Milford Asset Management's principal Brian Gaynor is taking a step back from the fund manager's investment operations, handing over portfolio management to people with the international experience he says is needed due to the lack of investment opportunity in New Zealand.

From April 1, Gaynor will relinquish his role as portfolio manager of the active growth funds, he told investors in an email today. Gaynor will continue as Milford's head of investments and as chair of investment meetings.

Gaynor, who owns 23 percent of Milford, said the move was part of a carefully developed succession plan to improve the performance of funds and was one Milford had been planning for some time.

"I see the whole market in New Zealand changing quite a bit, with KiwiSaver particularly, because the New Zealand share market is so small and there are so few investment opportunities we're having to invest more and more offshore," Gaynor told BusinessDesk. "Some of the people we've employed have worked in New York and London and places like that, they have more exposure and experience in those places than I have - I'm probably more specialised in New Zealand and Australia.

"Our share market isn't growing, our capital markets aren't growing - the active growth funds total between them all $1.5 billion, as it gets bigger it just doesn't have the opportunities for growth within New Zealand," Gaynor said. 

Law firm Chapman Tripp today predicted a grim outlook for new investment opportunities on the NZX this year, saying the pipeline for new initial public offerings was likely to be as thin as last year and that efforts to attract small firms to the NXT and NZAX junior boards had largely failed. 
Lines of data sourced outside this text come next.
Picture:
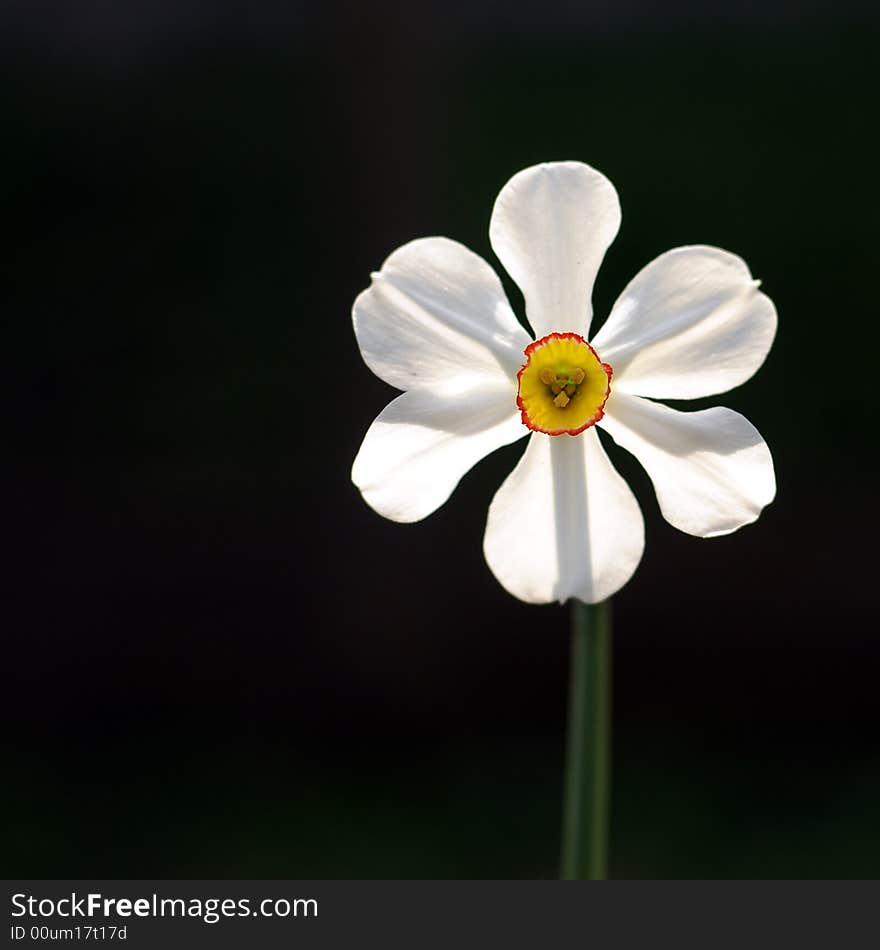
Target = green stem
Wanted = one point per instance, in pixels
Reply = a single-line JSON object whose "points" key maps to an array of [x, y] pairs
{"points": [[587, 766]]}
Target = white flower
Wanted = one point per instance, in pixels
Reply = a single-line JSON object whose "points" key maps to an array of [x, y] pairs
{"points": [[435, 322]]}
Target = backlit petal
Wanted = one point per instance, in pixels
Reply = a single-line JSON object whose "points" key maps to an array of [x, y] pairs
{"points": [[692, 323], [564, 523], [421, 444], [550, 228], [712, 471], [435, 317]]}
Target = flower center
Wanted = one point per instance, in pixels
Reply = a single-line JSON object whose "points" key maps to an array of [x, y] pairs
{"points": [[563, 385]]}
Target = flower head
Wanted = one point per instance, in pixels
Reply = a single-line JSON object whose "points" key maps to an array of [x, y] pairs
{"points": [[435, 322]]}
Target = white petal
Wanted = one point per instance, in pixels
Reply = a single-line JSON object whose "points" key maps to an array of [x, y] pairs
{"points": [[564, 523], [421, 444], [550, 228], [436, 317], [712, 471], [692, 323]]}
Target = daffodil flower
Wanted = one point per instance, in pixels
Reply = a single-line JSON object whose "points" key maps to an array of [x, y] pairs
{"points": [[435, 322]]}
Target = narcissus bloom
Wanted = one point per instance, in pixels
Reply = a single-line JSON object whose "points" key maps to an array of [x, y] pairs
{"points": [[435, 322]]}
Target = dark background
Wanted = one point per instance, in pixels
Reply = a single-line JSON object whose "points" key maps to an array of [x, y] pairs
{"points": [[218, 661]]}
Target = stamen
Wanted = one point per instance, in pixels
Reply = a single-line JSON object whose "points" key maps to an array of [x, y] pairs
{"points": [[563, 386]]}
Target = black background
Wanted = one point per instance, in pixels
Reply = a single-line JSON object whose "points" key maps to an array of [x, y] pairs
{"points": [[218, 661]]}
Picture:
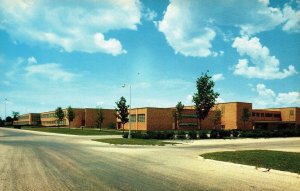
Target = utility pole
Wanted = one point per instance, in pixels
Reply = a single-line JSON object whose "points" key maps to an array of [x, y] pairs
{"points": [[5, 100], [129, 132]]}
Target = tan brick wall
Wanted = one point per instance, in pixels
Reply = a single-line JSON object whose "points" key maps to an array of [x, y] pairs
{"points": [[240, 124], [91, 116], [155, 119], [52, 121], [159, 118], [261, 115]]}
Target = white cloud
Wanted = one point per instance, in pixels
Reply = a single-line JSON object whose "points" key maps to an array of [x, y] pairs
{"points": [[174, 83], [265, 66], [190, 26], [149, 14], [292, 18], [220, 100], [217, 77], [31, 60], [52, 71], [265, 92], [268, 98], [73, 27]]}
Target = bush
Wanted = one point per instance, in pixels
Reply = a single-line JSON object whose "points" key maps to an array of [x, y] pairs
{"points": [[224, 133], [235, 133], [111, 125], [169, 134], [181, 135], [214, 134], [203, 135], [125, 135], [192, 135]]}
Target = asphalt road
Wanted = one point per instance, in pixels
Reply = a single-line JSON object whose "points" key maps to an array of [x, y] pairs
{"points": [[40, 161]]}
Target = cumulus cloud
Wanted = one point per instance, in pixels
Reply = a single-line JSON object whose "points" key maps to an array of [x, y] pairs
{"points": [[52, 71], [264, 65], [149, 14], [217, 77], [268, 98], [292, 18], [31, 60], [190, 26], [72, 27]]}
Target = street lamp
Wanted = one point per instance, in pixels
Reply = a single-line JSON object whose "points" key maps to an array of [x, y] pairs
{"points": [[5, 100], [129, 133]]}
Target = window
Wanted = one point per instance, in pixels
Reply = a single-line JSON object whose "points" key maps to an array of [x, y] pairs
{"points": [[223, 109], [277, 115], [141, 117], [269, 115], [132, 118]]}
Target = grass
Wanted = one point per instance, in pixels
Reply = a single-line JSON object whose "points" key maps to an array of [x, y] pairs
{"points": [[284, 161], [123, 141], [74, 131]]}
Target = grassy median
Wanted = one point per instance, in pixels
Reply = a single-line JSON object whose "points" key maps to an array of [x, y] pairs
{"points": [[123, 141], [284, 161], [75, 131]]}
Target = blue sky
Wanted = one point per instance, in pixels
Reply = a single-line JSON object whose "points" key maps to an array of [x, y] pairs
{"points": [[61, 53]]}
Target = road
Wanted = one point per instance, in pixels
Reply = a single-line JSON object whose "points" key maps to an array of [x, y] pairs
{"points": [[42, 161]]}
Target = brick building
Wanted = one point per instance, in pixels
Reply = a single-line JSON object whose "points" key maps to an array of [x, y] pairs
{"points": [[150, 118], [83, 117], [231, 118], [28, 119]]}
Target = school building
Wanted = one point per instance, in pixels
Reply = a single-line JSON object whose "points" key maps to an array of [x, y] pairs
{"points": [[151, 118], [231, 118], [29, 119], [83, 117]]}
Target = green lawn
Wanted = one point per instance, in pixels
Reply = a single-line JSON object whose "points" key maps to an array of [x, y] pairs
{"points": [[285, 161], [74, 131], [123, 141]]}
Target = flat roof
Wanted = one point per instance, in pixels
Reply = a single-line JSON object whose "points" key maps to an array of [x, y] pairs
{"points": [[274, 121]]}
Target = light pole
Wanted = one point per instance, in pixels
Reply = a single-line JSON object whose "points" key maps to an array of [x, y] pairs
{"points": [[5, 100], [129, 133]]}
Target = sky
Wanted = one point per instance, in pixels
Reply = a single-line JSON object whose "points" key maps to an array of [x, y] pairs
{"points": [[81, 53]]}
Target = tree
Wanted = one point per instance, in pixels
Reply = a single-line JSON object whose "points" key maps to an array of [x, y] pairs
{"points": [[70, 115], [1, 122], [217, 117], [15, 115], [122, 111], [178, 113], [59, 114], [8, 120], [205, 97], [245, 116], [99, 118]]}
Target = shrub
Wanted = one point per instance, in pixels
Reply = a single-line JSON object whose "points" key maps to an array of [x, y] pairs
{"points": [[235, 133], [111, 125], [181, 135], [192, 135], [136, 135], [169, 134], [224, 133], [203, 135], [214, 134], [125, 135]]}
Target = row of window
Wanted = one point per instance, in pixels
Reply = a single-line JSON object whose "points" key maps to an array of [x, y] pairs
{"points": [[53, 122], [141, 118], [23, 117], [50, 115], [276, 115]]}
Gaynor said Milford has been deliberately looking to employ people who had worked offshore within its 18-strong investment team for the past few years, with the belief that people who have worked overseas were exposed to different strategies and techniques than people who have worked in New Zealand.

His move comes as another high-profile fund manager, Carmel Fisher also looks to dial back her day-to-day involvement at Fisher Funds Management. Milford had already seen a change of chief executive with the appointment of Troy Swann last year, while First NZ Capital's head of securities James Lee is set to replace chief executive Scott St John in April. 

Milford's Jonathan Windust will take over as manager of the active growth funds, with William Curtayne as co-manager. Windust will also continue as co-manager of the diversified investment Fund, with David Lewis, who has been co-manager for the past year, taking over as lead portfolio manager. Windust and Lewis will remain joint deputy heads of investments.

Sam Tretheway will become the portfolio manager of the NZ equities wholesale fund and trans-Tasman fund with Wayne Gentle, who already manages the Australian division.

Mark Riggall will manage the balanced fund, with Paul Morris as his co-manager, while Morris will manage the conservative fund with Riggall as co-manager.